Quattro giorni intensi di fede, incontro e dialogo con il vescovo Luigi Renzo, che lo stesso ha definito «fantastici, durante cui ho constatato una grande collaborazione e vicinanza tra voi, tipico dei centri interni carichi di quella umanità che alimenta la vita».

Una visita che, lunedì mattina, ha visto il presule intrattenersi in un istruttivo incontro con i bambini delle scuole (asilo, elementari e medie), incentrato sull'importanza dei giovani in una società e sul ruolo fondamentale per la loro educazione delle istituzioni formative. Aperta con il canto di benvenuto dei bimbi dell'asilo, la manifestazione è stata moderata dalla dirigente Caterina Barilaro, che ha parlato della rilevanza della scuola, la quale «oltre ad insegnare deve formare umanamente, in collaborazione con le altre agenzie educative, famiglia e chiesa, in un lavoro sinergico che eviti di confondere i ragazzi, già disorientati dall'attuale epoca materialista in cui, compito delle istituzioni educative è trasmettere valori, attraverso la testimonianza di vita degli adulti». Sulla stessa linea, monsignor Renzo ha spiegato ai ragazzi l'importanza formativa della famiglia, cellula fondamentale della società, e il valore dei richiami dei genitori al fanciullo che sbaglia. «Provo tanta gioia - ha detto -, a stare con voi giovani che siete il tesoro della famiglia e della società, siete la vita che continua, perché un paese senza bimbi sarebbe un paese morto». Dopo lo scambio di doni tra la preside ed il vescovo, i saluti del parroco don Saro Lamari, che si è augurato «la continuazione della collaborazione nel portare avanti la stessa comunità».
Nel pomeriggio, poi, dopo la visita ad alcuni ammalati, l'incontro con il consiglio comunale ed il sindaco Barilaro, che, sottolineando le difficoltà nell'operare, dovute «oltre alla crisi ed alla mancanza di lavoro, a varie vicissitudini politiche che hanno lacerato il tessuto sociale e che è dato mandato a noi di ricucire e di dare risposte» ha parlato della visita come «profondo momento di riflessione, carico di significati per la comunità acquarese. Spero - ha concluso - che essa possa far risplendere un arcobaleno foriero di mille cose belle». Anche per monsignor Renzo, l'incontro con il consiglio «rappresenta uno dei momenti più profondi della visita». Lo stesso presule ha, poi, fatto riferimento alla necessità di recuperare il senso dell'attenzione verso l'altro: «vi invito - le sue parole ai presenti - ad andare ogni tanto a far visita ai vostri ammalati, per vedere la fede e la forza che riescono a dare». Sull'assenza di lavoro, infine, il vescovo ha invitato a «guardare alla nostra antica identità culturale, anziché continuare a seguire un modello di sviluppo che ci è stato imposto e non è nostro».
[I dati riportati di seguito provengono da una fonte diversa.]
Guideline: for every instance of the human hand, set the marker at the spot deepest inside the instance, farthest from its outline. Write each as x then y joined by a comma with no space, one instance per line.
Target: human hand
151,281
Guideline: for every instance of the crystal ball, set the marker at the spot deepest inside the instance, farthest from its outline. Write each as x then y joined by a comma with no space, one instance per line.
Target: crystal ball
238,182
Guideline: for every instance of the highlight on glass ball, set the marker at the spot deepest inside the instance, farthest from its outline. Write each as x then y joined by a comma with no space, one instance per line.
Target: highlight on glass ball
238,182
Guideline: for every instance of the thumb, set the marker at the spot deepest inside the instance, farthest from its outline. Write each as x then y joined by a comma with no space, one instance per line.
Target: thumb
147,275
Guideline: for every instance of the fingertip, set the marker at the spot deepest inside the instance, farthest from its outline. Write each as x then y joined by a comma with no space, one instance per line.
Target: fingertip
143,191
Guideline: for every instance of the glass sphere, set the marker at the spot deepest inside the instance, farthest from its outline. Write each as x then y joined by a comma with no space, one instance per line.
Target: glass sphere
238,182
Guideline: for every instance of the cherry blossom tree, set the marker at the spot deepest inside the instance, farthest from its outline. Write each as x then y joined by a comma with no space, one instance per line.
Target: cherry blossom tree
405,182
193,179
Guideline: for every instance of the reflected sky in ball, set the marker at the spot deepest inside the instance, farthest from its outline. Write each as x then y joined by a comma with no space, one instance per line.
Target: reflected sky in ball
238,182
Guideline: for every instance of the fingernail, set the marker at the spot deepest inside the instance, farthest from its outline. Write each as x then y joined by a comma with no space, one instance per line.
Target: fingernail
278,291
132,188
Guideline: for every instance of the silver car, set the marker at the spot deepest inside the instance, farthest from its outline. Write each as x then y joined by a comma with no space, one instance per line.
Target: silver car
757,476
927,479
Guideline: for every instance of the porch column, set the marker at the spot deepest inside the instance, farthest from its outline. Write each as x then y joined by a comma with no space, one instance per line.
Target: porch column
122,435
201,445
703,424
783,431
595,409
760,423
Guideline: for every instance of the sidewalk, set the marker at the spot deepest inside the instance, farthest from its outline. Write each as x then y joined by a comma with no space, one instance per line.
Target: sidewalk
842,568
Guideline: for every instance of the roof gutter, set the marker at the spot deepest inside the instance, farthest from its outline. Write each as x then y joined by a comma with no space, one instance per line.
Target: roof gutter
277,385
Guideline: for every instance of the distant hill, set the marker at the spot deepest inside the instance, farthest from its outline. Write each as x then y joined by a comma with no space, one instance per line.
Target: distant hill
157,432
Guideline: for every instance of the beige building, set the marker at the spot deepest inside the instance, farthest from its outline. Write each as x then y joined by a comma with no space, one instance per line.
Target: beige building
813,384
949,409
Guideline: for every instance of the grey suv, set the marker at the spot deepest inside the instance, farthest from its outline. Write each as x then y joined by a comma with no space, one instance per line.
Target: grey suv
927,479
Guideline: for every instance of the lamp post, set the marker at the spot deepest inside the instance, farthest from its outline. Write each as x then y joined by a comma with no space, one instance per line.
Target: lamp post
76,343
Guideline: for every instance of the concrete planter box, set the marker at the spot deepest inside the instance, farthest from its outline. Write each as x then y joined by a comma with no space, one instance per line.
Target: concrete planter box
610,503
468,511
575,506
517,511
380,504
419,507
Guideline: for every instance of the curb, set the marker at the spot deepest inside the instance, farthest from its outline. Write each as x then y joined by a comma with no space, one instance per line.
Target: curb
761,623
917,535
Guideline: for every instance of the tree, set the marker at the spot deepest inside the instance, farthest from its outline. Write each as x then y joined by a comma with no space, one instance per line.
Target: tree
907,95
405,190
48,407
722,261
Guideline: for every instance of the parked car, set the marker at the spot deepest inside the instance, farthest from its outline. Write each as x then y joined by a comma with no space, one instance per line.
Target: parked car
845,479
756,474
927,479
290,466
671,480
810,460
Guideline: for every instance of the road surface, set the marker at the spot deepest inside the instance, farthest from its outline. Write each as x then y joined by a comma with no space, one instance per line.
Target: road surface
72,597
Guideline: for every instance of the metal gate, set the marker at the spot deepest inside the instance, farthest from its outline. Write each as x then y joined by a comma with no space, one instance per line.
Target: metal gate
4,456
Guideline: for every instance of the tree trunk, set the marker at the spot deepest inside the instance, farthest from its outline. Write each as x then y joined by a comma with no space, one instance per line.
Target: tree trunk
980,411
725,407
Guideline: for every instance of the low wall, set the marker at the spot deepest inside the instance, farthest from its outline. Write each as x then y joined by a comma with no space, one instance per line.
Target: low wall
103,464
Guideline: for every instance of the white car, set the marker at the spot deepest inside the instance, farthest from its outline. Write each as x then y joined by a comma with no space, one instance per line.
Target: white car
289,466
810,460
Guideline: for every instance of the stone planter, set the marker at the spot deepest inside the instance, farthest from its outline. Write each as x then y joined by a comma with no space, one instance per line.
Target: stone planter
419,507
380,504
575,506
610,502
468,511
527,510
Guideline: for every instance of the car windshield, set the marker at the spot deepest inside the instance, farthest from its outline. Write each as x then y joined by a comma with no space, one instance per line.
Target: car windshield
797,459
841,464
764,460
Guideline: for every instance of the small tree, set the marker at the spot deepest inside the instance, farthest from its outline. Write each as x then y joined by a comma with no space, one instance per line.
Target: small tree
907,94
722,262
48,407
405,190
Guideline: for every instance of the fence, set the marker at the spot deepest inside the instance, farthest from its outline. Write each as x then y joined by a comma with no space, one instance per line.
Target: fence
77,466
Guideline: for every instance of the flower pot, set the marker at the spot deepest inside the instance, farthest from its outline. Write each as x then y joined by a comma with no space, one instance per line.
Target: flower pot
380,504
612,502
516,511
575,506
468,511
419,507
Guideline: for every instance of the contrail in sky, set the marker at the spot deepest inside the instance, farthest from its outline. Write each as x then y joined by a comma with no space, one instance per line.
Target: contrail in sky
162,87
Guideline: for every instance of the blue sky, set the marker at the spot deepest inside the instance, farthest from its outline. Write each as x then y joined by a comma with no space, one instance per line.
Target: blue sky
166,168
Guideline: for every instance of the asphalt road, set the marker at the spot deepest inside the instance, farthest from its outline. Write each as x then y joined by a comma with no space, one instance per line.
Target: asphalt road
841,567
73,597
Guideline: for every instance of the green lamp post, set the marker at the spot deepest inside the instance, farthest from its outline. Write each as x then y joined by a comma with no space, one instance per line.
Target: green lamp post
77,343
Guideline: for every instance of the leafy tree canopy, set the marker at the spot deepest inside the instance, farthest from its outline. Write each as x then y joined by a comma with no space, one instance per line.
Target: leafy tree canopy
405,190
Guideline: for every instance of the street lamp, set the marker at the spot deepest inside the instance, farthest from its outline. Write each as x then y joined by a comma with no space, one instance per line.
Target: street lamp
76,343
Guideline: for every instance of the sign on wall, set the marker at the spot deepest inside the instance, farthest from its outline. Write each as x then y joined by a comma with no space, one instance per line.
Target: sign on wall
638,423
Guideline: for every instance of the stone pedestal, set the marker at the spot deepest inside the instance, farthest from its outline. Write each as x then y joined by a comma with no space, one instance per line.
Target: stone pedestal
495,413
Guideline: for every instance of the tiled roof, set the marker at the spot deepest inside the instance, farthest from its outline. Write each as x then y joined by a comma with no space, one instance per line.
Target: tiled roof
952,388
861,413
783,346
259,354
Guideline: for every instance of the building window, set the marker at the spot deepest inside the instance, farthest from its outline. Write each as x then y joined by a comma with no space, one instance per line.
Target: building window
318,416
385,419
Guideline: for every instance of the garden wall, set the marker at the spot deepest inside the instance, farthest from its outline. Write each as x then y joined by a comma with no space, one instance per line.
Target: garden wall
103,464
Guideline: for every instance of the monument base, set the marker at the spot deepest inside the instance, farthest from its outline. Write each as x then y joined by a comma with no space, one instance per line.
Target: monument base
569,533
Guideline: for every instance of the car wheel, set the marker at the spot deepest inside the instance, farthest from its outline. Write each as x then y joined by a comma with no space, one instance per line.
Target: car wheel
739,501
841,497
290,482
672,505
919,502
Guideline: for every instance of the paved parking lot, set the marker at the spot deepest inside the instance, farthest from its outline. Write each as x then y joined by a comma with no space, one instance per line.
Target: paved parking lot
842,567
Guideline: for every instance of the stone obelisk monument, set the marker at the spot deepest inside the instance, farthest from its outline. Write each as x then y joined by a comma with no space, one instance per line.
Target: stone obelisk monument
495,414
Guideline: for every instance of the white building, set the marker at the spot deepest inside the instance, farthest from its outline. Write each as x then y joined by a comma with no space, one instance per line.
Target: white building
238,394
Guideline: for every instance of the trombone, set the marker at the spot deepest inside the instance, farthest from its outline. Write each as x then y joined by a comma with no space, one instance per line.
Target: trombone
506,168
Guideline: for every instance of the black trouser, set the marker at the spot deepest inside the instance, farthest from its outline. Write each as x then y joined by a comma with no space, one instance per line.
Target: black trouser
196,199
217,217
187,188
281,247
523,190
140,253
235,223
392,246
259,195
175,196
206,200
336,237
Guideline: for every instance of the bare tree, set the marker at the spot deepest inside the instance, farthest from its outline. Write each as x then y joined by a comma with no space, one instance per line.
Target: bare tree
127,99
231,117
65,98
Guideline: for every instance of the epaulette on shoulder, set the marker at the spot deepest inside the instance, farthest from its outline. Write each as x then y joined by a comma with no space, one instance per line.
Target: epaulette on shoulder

Il lunedì si è chiuso con l'incontro con i consigli parrocchiali.
Martedì, dopo la santa messa, il vescovo ha voluto recarsi a sorpresa da mastro Peppino Luzzi, l'anziano falegname noto per le sue miniature in legno di oggetti e strumenti del passato, dove si è intrattenuto per circa un'ora, ammirando i lavori ed ascoltando attentamente la spiegazione sul loro funzionamento fatta dall'artigiano, che l'ha omaggiato di alcuni oggetti da lui creati, ricambiati con una sentita dedica sul libro ospiti, con i complimenti del vescovo, che ha gradito il fuori programma.
La visita si è conclusa alla casa di riposo "monsignor Luzzi", dove Renzo era atteso dalle suore dell'ordine di padre Idà e dagli anziani che, commossi, lo hanno esortato a pregare anche per loro.
Saluti da Acquaro, eccellenza, ed arrivederci alla prossima.